NIST 800-171 • LEVEL 2 • MAINTENANCE
3.7.6 — Maintenance Personnel
Establish a process for maintenance personnel authorization. Maintain a list of authorized maintenance organizations or personnel. Verify that non-escorted personnel who perform maintenance on the system possess the required access authorizations. Designate organizational personnel with required access authorizations and technical competence to supervise the maintenance activities of personnel who do not possess the required access authorizations.
CMMC Practice Mapping
NIST 800-53 Controls
Assessment Objectives
- a process for maintenance personnel authorization is established.
- a list of authorized maintenance organizations or personnel is maintained.
- organizational personnel with required access authorizations are designated to supervise the maintenance activities of personnel who do not possess the required access authorizations.
- organizational personnel with required technical competence are designated to supervise the maintenance activities of personnel who do not possess the required access authorizations.
- non-escorted personnel who perform maintenance on the system possess the required access authorizations.
Practitioner Notes
You need to know exactly who is authorized to perform maintenance on your systems, and anyone who is not on that list needs to be escorted and supervised by someone who is.

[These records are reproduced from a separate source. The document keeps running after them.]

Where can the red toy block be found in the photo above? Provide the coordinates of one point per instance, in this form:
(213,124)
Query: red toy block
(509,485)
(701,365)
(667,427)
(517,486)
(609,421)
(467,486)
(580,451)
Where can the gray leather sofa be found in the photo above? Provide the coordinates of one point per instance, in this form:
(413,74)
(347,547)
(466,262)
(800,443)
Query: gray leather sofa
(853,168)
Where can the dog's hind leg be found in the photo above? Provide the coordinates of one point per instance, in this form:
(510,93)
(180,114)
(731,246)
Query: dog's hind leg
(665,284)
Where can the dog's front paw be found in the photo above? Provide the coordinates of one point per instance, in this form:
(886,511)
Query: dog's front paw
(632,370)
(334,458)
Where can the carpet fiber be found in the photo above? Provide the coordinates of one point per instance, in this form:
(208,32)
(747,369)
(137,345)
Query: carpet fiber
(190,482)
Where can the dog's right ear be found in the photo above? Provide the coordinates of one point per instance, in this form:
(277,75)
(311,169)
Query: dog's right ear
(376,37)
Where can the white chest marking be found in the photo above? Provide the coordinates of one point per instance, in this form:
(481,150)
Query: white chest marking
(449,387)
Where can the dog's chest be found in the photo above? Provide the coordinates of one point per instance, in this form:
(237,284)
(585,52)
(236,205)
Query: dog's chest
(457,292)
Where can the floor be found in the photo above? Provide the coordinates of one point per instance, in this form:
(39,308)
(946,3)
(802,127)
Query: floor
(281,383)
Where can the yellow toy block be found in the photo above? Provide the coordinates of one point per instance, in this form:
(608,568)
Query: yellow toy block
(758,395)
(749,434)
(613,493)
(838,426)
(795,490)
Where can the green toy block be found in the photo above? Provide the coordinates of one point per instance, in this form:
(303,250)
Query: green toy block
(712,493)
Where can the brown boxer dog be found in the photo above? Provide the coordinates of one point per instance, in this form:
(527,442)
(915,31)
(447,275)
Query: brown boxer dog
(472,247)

Example 1: Maintain an authorized maintenance personnel list in your security documentation — this can be a simple roster with names, organizations, clearance levels (if applicable), and the specific systems they are authorized to maintain. Review and update it quarterly or whenever personnel change.
Example 2: For third-party maintenance technicians who do not have the required access authorization, assign a cleared and technically competent employee to escort them at all times. Log the escort activity in your visitor/maintenance log, including arrival time, departure time, escort name, and a summary of work performed.